To prevent the phantom read, we could up the transaction isolation level to
SERIALIZABLE
or force
serializable access to aggr.T_ProductTest
only with an appropriate table hint (TABLOCKX e.g.). But that tactic—pessimistic
locking—potentially decreases concurrency and increases the likelihood of
deadlocks. For this particular
example, it would be better to get the count from the table variable; in
practice, subtle errors are made.
Extending the Module
If we persist in the code module strategy, we should optionally make it support grouping as well as the HAVING and ORDER BY clauses.
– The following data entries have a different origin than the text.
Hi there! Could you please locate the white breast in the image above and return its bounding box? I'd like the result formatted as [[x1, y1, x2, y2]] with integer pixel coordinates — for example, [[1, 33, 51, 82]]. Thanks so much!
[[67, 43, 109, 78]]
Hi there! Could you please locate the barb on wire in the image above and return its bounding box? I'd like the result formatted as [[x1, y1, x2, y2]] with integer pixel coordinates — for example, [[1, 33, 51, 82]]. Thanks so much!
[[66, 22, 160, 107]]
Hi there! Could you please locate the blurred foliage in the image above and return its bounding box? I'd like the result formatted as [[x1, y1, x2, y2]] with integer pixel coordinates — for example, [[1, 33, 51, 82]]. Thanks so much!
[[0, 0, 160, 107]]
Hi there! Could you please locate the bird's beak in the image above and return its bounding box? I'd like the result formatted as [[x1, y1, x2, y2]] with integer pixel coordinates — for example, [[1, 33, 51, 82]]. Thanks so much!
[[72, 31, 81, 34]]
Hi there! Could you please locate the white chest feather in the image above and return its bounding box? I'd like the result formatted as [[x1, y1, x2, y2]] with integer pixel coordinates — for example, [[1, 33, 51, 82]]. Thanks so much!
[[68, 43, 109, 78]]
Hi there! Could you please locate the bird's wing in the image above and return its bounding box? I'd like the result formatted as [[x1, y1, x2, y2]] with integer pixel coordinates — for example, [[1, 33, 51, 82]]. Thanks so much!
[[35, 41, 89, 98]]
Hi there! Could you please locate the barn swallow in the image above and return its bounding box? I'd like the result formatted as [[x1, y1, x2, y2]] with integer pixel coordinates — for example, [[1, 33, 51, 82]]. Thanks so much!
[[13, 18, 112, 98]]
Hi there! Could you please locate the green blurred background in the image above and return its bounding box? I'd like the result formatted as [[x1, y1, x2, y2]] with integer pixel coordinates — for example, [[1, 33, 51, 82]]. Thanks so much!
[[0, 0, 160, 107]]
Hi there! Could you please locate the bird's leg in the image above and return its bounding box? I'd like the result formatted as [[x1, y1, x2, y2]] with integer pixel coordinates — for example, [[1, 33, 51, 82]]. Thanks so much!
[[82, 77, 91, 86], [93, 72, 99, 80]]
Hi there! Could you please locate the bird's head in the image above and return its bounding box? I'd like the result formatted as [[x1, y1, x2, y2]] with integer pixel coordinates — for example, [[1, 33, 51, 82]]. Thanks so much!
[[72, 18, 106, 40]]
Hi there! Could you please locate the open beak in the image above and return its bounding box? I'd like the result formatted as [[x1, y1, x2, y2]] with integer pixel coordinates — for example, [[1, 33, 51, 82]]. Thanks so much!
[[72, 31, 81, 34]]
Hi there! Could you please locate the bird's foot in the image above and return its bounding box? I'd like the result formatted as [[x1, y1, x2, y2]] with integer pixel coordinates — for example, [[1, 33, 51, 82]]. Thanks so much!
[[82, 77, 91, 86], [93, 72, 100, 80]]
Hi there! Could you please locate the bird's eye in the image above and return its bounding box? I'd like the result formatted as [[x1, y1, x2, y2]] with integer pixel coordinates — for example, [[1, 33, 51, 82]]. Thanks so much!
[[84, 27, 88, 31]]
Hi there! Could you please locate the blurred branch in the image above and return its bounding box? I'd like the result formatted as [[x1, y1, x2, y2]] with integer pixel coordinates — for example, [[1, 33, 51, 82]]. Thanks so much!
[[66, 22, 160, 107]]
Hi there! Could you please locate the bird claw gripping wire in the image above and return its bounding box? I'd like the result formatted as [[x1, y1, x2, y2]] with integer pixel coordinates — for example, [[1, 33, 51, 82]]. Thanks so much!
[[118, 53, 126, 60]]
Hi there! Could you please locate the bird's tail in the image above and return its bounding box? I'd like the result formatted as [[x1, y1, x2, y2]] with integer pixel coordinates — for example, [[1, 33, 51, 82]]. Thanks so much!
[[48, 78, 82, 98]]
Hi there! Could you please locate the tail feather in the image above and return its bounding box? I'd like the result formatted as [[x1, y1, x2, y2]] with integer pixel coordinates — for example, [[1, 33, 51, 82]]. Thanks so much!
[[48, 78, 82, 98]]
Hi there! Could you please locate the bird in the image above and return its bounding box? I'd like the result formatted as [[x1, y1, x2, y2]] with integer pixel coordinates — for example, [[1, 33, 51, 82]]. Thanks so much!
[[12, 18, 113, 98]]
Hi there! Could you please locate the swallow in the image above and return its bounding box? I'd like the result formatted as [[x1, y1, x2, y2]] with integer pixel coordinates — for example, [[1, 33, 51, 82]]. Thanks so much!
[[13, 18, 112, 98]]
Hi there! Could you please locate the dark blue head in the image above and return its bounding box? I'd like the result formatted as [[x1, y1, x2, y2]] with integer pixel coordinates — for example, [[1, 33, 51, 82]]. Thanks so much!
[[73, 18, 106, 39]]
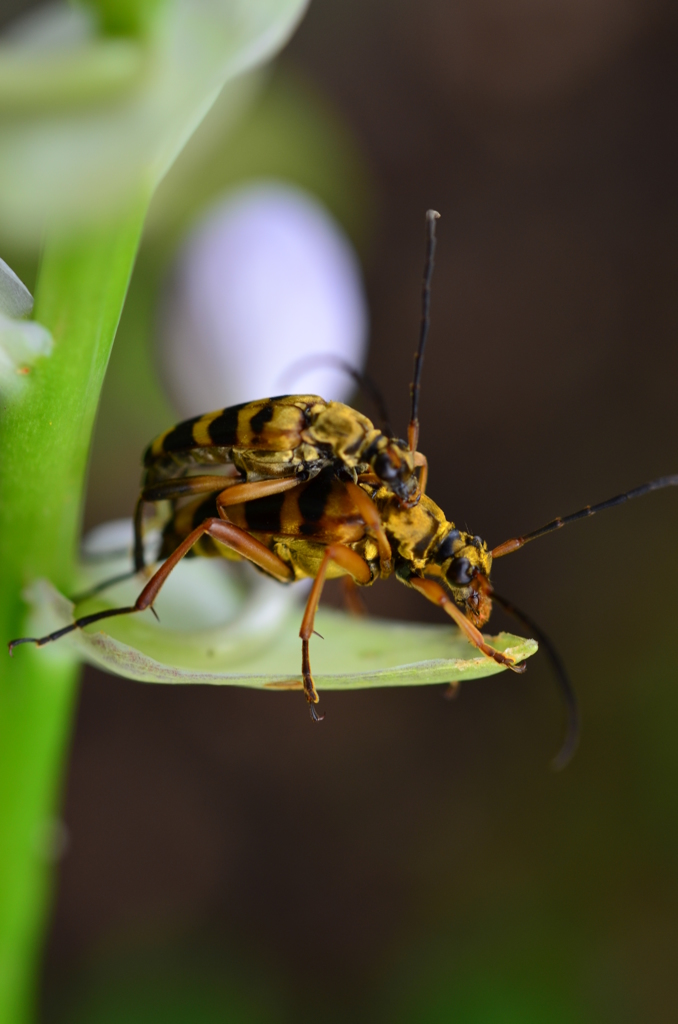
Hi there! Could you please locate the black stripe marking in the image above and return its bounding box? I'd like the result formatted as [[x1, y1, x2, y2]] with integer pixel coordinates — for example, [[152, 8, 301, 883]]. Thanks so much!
[[243, 494, 285, 534], [208, 401, 250, 447], [298, 467, 334, 534], [163, 416, 202, 452], [250, 401, 274, 437]]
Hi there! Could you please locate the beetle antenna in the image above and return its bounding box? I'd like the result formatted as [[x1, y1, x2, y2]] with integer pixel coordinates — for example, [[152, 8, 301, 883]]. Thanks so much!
[[408, 210, 440, 452], [278, 352, 393, 437], [492, 590, 580, 771], [69, 569, 137, 604], [492, 474, 678, 558]]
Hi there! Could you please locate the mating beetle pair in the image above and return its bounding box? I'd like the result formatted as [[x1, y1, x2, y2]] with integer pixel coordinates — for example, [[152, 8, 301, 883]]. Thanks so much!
[[9, 210, 678, 766]]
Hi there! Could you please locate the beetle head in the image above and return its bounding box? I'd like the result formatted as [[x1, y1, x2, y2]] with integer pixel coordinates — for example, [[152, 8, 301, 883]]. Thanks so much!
[[431, 526, 492, 627]]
For example, if we group by groupcol and yearcol, we would want the result set in one invocation rather than one for each (groupcol, yearcol) pairing, with possible constraints on the groupcol/yearcol groups. Reducing the number of calls lessens the risk of unrepeatable reads but doesn't eliminate it.
For it to be generic, it must work for grouping over any column list from any table with a numeric column. Another desideratum is that it determine the grouping columns without needing a parameter. You may have noticed: the function has morphed into a stored procedure using dynamic SQL.
Finally, as per the code sample above, it should have a parameter for specifying invariance to null behavior. My solution is in the download in the Product Aggregate Generic Procedure folder.
Without a mechanism to pass columns as parameters, the problems—all puns intended—multiply, and our attempts to make aggregate-simulating functions from some good ad-hoc T-SQL code are for naught.
The Report Card
If the grading seems arbitrary, think of me as being some of the teachers you had when you were in school.
Finally
The MSDN library demonstrates the CLR SQL Server user-defined aggregates with an example that counts the number of vowels in a column of strings (http://msdn.microsoft.com/en-us/library/91e6taax(v=vs.90).aspx). I've written a T-SQL scalar function that counts the values for one input string; the code is in the download. Following is its invocation that matches the CLR functionality along with performance metrics when run over the text column from our sample table:
select cntVowels = sum( aggr.sf_CountTheVowels( <some_string_column> ) )...
Function aggr.sf_CountTheVowels
approximates the Accumulate
method, is easy to write, and doesn’t try to be an aggregate—the sum()
is the aggregate--making it safe
by our standard. This time the optimizer knows up front to expect 2000
rows from the index scan, but probably because of the logical disk reads
involved, gives a better cost to the T-SQL solution even though it runs 10 times
slower. As the rule, CLR code gives better performance; in the product
aggregate example we may have hit a rare exception.
Afterword
After the article appeared, I verified that the search engines would find it. They do—and they also list another Code Project article (Tip/Trick) that discusses computing the product with logarithms (click here[^] ). The tip, by Dr. Alexander Bell, references an earlier work of his that details his research (ours are independent); read the tip’s referenced article for a second view of the problem.
In that latter article, he discusses the performance-universality dilemma, which means
that the more cases handled by a solution, the costlier it is. For EXP LOG that implies addressing nulls,
zeros, and negative numbers that may occur in the column expression, which we
did. I’ll call the code that doesn’t bare bones.